L'épisode, survenu mardi mais dont les versions continuent de diverger cette semaine, illustre à quel point la guerre en Ukraine continue de déborder, par la voie des airs, sur les pays voisins — et à quel point chaque incident de ce type donne aussitôt lieu à une bataille de récits entre Kiev, ses alliés occidentaux et Moscou.
Les faits établis : un drone, une fermeture d'espace aérien, un vol retardé
Sur le socle des faits, un relatif consensus existe. Mardi, alors que l'avion présidentiel ukrainien s'apprêtait à décoller de Moldavie en direction d'Oslo. Volodymyr Zelensky devait assister aux funérailles du roi Harald V de Norvège, un drone est entré dans l'espace aérien moldave. Selon les autorités de Chisinau, l'engin s'est écrasé près d'un village situé à environ 160 kilomètres de l'aéroport, sans faire de victime. Le trafic aérien a été temporairement suspendu par mesure de précaution, retardant d'autant le départ de l'avion présidentiel.
Deux lectures inconciliables du même événement
C'est sur l'interprétation de cet incident que les versions divergent radicalement. Le Premier ministre norvégien, Jonas Gahr Store, a affirmé que l'avion transportant Volodymyr Zelensky « a failli être touché » lors de la tentative de décollage, une formulation reprise par plusieurs médias occidentaux, dont Bloomberg et CNN. L'ambassadeur moldave a lui-même déclaré à CNN ne pas croire à un simple survol de surveillance « alors que l'avion du président ukrainien était au sol », laissant entendre une intention plus directe derrière l'intrusion du drone.

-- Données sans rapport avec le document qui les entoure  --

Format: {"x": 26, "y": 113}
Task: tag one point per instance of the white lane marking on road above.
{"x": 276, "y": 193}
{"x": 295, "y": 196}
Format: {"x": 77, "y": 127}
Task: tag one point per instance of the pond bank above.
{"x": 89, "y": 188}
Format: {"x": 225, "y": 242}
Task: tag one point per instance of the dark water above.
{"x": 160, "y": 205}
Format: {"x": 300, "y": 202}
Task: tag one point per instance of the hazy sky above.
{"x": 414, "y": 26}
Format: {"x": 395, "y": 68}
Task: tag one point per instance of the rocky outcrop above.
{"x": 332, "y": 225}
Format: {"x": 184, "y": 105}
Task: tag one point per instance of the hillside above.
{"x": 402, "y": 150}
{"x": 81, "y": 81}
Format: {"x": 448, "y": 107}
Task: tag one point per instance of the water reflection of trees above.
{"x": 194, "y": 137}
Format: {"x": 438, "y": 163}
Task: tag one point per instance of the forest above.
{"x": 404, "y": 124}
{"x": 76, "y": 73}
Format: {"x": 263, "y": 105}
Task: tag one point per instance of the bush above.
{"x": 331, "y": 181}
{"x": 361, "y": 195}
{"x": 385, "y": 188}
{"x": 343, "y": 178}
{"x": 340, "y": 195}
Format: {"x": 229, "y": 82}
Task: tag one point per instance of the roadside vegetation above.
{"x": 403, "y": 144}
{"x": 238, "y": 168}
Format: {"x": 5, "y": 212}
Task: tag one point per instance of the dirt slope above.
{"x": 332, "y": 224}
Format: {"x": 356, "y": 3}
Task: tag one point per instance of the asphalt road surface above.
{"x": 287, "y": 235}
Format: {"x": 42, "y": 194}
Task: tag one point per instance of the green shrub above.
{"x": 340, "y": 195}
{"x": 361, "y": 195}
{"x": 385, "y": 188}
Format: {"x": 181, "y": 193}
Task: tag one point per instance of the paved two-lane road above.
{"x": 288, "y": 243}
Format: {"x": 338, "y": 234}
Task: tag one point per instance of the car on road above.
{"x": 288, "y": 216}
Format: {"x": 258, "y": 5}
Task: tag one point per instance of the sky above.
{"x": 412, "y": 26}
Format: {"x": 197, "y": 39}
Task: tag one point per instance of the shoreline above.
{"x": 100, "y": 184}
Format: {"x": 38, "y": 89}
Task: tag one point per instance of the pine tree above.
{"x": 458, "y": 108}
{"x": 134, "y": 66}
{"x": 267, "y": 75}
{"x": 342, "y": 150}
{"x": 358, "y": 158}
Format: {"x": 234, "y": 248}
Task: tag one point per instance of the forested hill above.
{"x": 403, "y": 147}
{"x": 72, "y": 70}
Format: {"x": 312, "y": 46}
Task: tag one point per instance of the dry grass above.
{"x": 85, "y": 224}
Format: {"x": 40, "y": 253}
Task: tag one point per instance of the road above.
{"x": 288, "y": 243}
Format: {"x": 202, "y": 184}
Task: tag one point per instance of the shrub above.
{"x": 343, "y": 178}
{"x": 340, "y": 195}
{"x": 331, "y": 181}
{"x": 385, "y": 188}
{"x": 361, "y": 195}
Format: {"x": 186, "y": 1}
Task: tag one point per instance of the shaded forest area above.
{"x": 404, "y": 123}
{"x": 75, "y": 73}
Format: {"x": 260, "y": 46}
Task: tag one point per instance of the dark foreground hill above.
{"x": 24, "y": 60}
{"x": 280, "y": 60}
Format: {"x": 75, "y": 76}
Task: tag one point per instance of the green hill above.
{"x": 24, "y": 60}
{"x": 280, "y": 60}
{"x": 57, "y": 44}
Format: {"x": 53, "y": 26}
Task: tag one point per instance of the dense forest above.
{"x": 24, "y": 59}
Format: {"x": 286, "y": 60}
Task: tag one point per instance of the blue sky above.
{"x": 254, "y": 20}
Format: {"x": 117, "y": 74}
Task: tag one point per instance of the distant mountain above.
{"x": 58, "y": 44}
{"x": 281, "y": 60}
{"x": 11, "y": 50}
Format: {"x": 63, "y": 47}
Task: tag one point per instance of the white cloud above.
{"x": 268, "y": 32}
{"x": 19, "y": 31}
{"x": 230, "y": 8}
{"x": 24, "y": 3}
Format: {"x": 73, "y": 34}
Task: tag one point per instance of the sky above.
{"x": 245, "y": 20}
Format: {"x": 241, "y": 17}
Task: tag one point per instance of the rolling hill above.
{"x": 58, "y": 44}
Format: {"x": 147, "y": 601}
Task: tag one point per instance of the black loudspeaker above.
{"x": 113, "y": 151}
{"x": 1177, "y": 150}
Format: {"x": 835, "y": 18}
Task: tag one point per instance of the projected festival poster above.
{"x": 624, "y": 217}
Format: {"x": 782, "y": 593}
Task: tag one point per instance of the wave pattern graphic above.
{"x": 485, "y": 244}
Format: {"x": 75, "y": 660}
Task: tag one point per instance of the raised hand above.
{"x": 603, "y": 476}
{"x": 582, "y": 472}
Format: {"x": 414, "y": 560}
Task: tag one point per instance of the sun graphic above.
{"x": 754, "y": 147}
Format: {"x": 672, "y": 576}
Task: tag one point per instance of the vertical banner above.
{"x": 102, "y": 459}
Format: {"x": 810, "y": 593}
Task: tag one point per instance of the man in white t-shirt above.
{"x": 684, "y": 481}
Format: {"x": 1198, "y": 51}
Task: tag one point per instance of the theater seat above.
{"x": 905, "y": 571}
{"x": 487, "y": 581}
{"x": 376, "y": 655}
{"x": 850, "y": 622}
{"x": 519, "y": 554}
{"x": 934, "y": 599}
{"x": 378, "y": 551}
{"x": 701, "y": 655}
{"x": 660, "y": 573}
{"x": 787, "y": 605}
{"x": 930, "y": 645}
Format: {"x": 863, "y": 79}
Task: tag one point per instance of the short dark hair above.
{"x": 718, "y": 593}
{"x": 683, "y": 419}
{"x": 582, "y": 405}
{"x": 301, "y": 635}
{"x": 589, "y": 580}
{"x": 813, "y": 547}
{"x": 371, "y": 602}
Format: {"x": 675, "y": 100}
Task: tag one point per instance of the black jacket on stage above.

Mais le gouvernement moldave a depuis nuancé, voire contredit, cette lecture alarmiste. Selon son porte-parole Dumitru Ciorici, l'avion de Volodymyr Zelensky n'a « jamais été en danger direct » : le retard du vol s'explique uniquement par la fermeture temporaire, et par précaution, de l'espace aérien moldave après l'alerte, une procédure standard en cas d'incursion de drone, quelle qu'en soit l'origine ou l'intention.
Une version russe qui parle de « provocation »
Du côté russe, sans surprise, le registre est très différent. Le Kremlin a qualifié la menace évoquée par Oslo d'« éphémère » et d'« inexistante ». La chaîne d'État RT est allée plus loin, citant l'ancien président moldave Igor Dodon, qui évoque une tentative de « provocation » destinée à impliquer davantage la Moldavie, pays candidat à l'Union européenne mais théoriquement neutre sur le plan militaire, dans le conflit ukrainien.
Ni la présidence ukrainienne ni les sources indépendantes n'ont pu, à ce stade, confirmer l'origine précise du drone incriminé. Ce point demeure le cœur du désaccord : Kiev et ses soutiens occidentaux évoquent une origine russe, dans la droite ligne des incursions de drones et de chasseurs russes déjà enregistrées ces derniers mois au-dessus de la Pologne et de pays baltes, tandis que Moscou dément toute implication.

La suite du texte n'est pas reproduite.